We setting up SP2010 farm and are considering using Titus Labs Metadata Security (Titus-MDS) product to control access at the item level. Does the "scoping" limits you referring to, apply to secure list items using meta tags. Specific to our project, we will have the basic domain groups (contributor, reader, etc), with each user having a set of attributes which define the content they can see/acccess. FOr example - User A is a law enforcemnet officer a the state-level, he is PCII certified and a U.S citizen. His profile would appear as such - user A = Contributer+LE+PCII+US.

At the list-level we delete all SP permissions and apply pre-configured MDS configured permissions. When a user uploads a file/creates a list item, they will mark the doc/item with the apppropriate metatags. Users will only be able to view items that are tagged with metadata that matches their profile.

Would each user-to-item association be consdiered a seperate scope?

Thanks for your time. WE are having a hard time wrapping our heads around this "scopeing" issue.

Frank Migacz said...


I contacted Titus Labs to ask what effect their solution had on these limitations. I have not heard back from them.

A scope is a particular child object (site, subsite, sub-subsite, library, folder, subfolder, etc.) that has unique permissions. Obviously this is a very LARGE limit, and I wouldn't worry about that.

At each scope, however, is an ACL (permission list - the "double-headed green arrow"). There can only be 2000 or 5000 such arrows in a scope. This means, only 2000 or 5000 objects can be mapped to a permission level in a single scope.

How I would write the Titus Labs solution would be in a way that when a user is tagged with an "attribute", they get a special mark on their user profile. When a piece of content is tagged with an attribute, the content has a special mark mapped to it.

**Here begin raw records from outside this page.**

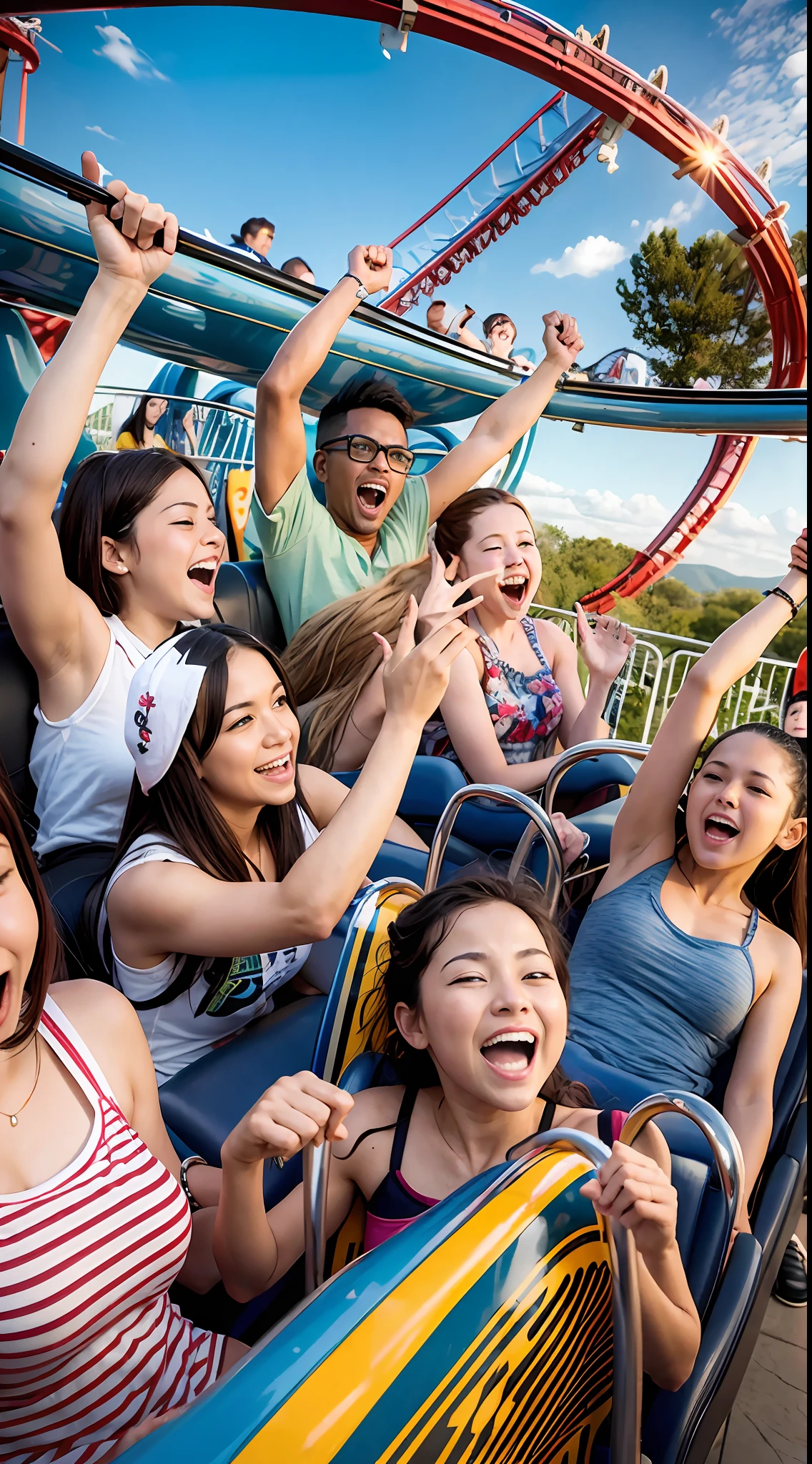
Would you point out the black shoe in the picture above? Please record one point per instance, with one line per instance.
(791, 1283)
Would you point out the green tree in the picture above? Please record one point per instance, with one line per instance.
(698, 311)
(570, 567)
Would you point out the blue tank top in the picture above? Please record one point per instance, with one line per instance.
(647, 997)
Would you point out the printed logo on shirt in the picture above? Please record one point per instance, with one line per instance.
(240, 989)
(244, 984)
(142, 721)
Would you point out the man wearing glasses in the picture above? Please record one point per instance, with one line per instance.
(377, 513)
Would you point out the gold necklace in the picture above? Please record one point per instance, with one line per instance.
(14, 1117)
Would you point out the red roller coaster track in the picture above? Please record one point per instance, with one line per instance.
(528, 41)
(507, 211)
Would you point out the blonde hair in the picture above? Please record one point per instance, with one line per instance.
(332, 655)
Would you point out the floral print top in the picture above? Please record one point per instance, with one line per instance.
(524, 709)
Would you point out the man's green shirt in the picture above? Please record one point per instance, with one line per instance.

When any and every SharePoint page loads, content (SPItem objects) is hidden unless any of the user's attributes match an attribute of the content.

This would make pages a bit slower to render, but it would make permissions easier to manage.

I'd like to remind you that Titus Labs could have taken any number of approaches in designing their product.

Again, bring these concerns up with the vendor - they are usually happy to demonstrate this stuff.